AS: You have stories that are as short as a page and others that vary more in length. I think when things are so compressed, like they are here, every detail counts. The stories are important. Everything down to word choice and punctuation matters. After this collection was accepted at TSP, did Christian Peet, the publisher, ask you to make revisions or did you go back and do them on your own, if at all?
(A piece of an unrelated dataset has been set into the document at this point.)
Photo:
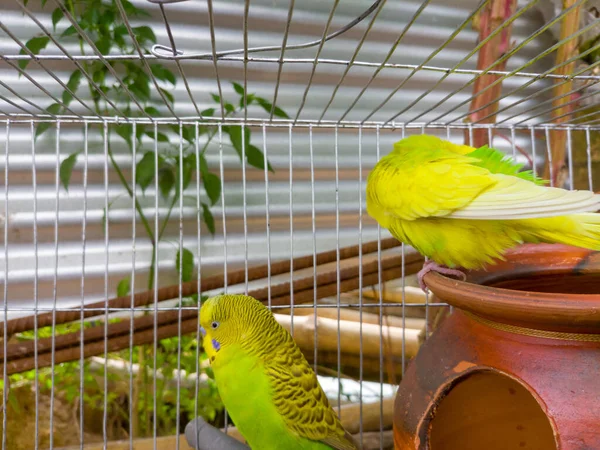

DD: Christian didn’t make any major edits, but even after he accepted it, I continued to go back and mess with it. I’m a pretty obsessive editor. I enjoy that process — fiddling with the language, picking up the rhythms. So I guess I took it upon myself to continue editing, which hopefully wasn’t too annoying to him. He and a few people at TSP did proofread the manuscript, of course, and in proofreading there were a few questions people had for me about clarity, unclear syntax. Some of the time, I kept my original wording, and maybe half of the time I took their notes and made a change. If it doesn’t make sense for someone or if it irks the reader somehow… I’m not wedded to everything. Well, I’m wedded to some things. Oh, and I seem to always misspell the word grey. I spell it the British way for some reason and with total regularity. I don’t even know which is which right now. Another odd thing that Christian noticed is that I tend to hyphenate words that don’t need to be hyphenated because they are just two separate words that a normal person wouldn’t hyphenate or they’re actually one word that doesn’t need a hyphen. Christian had an interesting theory about it, that maybe it has to do with how close I am to texts that are a century (or more) old. There’s a lot of rabid hyphenating going on in those books.
AS: It’s probably happening on a completely subconscious level for you.
DD: Yeah! Now I see it! Now I see that I do it all the time. I’m constantly asking myself, “Does this need a hyphen? What am I doing?” It’s like a sickness.